If the large number of neutrons required are not available, then the remaining amounts of these elements, containing the remaining bad isotope, have to be disposed of, and the bad isotope remains a hazard. As the high neutron flux exposure goes on, different lots of these elements at different degrees of depletion of the bad isotope may be kept isolated from one another. This process maya be accomplished by a spiral-type channel arrangement shown in FIG. 2 by the dotted lines in reference to component A.
On the other hand, the remaining elements, most notably the large amount of Cs137, can have partially processed part of the element combined with the part of that element freshly separated from the recent fission waste, as indicated by the solid lines in FIG. 2.
The greatest advantage of isotope separation would occur for Zr93, which wastes a large number of neutrons and which has a very significant amount of Zr93 left with the stable isotopes of Zirconium after a reasonable amount of processing has taken place. Isotope separation is significant for Cesium unless case a is utilized, because of the large number of neutrons needed. Isotope separation is also useful for Sr90 and for the other elements on Table 4 if the amounts remaining are considered objectionable, and depending on the required neutron economy could be useful for those elements which require extra neutrons.

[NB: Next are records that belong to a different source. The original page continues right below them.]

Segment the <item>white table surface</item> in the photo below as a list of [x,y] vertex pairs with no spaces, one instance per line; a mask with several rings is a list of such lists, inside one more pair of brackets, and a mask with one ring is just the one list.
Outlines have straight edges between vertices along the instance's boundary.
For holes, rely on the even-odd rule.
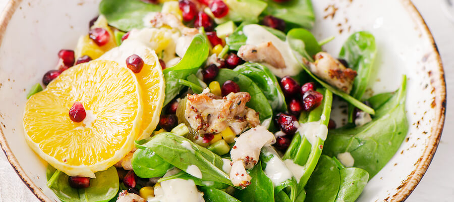
[[[396,0],[398,1],[398,0]],[[407,199],[410,202],[454,201],[454,23],[445,17],[441,1],[413,0],[432,31],[444,66],[447,87],[447,110],[446,123],[437,152],[427,172],[416,189]],[[0,8],[8,0],[0,0]],[[1,10],[3,10],[2,9]],[[0,154],[0,202],[39,201],[25,186],[7,160]]]

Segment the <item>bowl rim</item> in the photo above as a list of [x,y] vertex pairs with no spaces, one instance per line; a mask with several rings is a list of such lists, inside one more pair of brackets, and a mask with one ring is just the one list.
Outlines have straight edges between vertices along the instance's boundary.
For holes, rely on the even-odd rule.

Each element was studied by computer runs utilizing the program WASTE shown in the appendix. Perfect chemical separation processing has been assigned for each channel with respect to all elements not originally in the channel.

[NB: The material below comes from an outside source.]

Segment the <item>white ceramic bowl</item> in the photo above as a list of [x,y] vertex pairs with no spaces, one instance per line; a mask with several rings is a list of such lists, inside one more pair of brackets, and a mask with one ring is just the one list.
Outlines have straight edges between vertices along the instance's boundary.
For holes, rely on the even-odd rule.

The bad nuclides are discussed in order of increasing atomic number and increasing atomic weight. It is noted that in developing a strategy for each individual bad nuclide, there is no interdependency between the individual bad nuclides except in the case of Pr147 and Sm151.
Se79
The decay/transmutation chain for Se79 is shown in FIG. 7. The thermal neutron absorption cross section for Se79 is not reported (probably owing to its low abundance) and may be assumed small. Thus one may assume that no significant reduction of this isotope is possible. If however the neutron absorption cross section is found to be significant, the separation/irradiation process may be utilized with Br and Kr removed periodically to enhance neutron economy.
Kr85
FIG. 8 shows the decay/transmutation chain for Kr85. Only about 20% of the A=85 waste ends up as radioactive Kr85. The remainder ends up as Rb85, because the rapid β decay chain passes through an excited isomer of Kr85 which β decays to Rb85. As a result, there is considerably more of the stable isotopes Kr83, Kr84 , and Kr86. Kr83 has by far the largest neutron absorption cross section. Kr84 and Kr86 each have a cross section about 1/20 of Kr85.

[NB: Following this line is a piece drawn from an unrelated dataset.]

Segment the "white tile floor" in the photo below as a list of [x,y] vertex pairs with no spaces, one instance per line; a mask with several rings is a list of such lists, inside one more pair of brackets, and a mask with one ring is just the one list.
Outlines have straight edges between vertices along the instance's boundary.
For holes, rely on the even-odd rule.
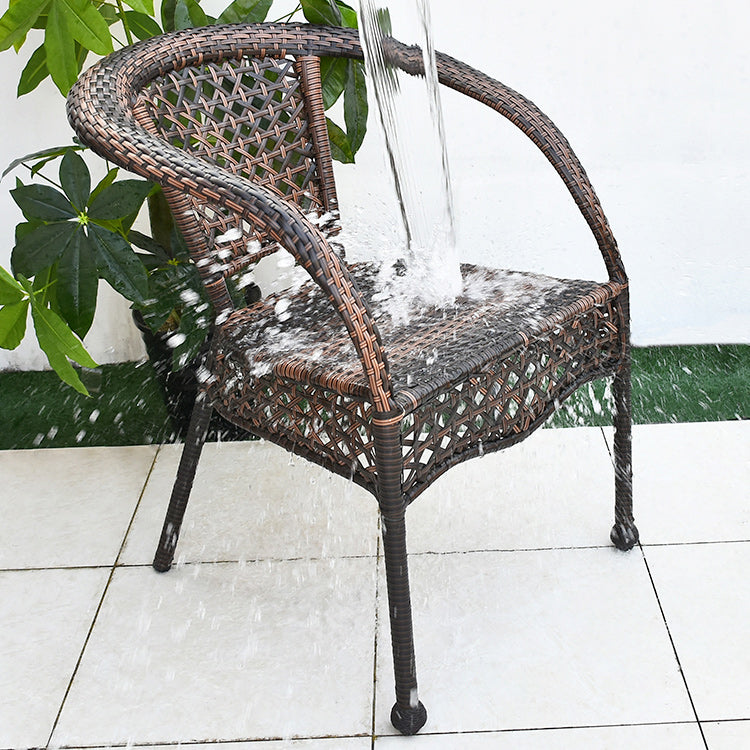
[[750,422],[635,428],[629,553],[608,442],[543,430],[410,508],[415,738],[367,493],[209,444],[158,574],[174,446],[0,452],[0,748],[750,747]]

When the Kr is subject to the neutron flux Kr83 is converted into Kr84. At this point the ratio of Kr84 to Kr85 is about 5. This ratio cannot exceed 20 (the ratio of the cross sections of Kr85 and Kr84). Therefore, after about 75% of the Kr85 has been transmuted, it becomes difficult to convert any more Kr85. For every 20 atoms of Kr84 converted to Kr85, only 21 are converted to Kr86. Meanwhile about 30 Kr86 's are transmuted. Thus it takes about 70 neutrons to gain 1 Kr85.
The results of the actual calculation is shown in FIG. 9 to 48,000 hours (somewhat over 5 years) at which time 75% of the Kr85 is gone. At about this time, the natural decay of Kr85 actually removes it faster than continuted exposure to neutrons. Only isotope separation would improve matters. FIG. 4 also shows the removal of Kr85 as compared to its natural decay. Also shown are the average and marginal usage of neutrons showing the effects of Kr83 at very small times and Kr84 at large times. Different scales are used for amounts and neutron usage.
Thus it is reasonable to reduce Kr85 to a level 2 or 3 times lower than natural decay would give, and no further except with isotope separation. In order to conserve neutrons it was assumed that all the decay/transmutation products, i.e., Rb and Sr were completely separated from Kr after each irradiation step was completed. The gas Kr may be readily separated from these solid products.
Sr90
Th decay/transmutation chain for Sr90 is also shown in FIG. 8. Sr90 is transmuted according to the exponential law, since the only other isotope of Strontium in the waste is stable Sr88 which transmutes to Sr89 with a very small cross section. Sr89 is initially present in the waste (as well as being produced from Sr88), but it decays with a half life of 1250 hours, short compared to the relevant time scale for the transmutation of Sr90.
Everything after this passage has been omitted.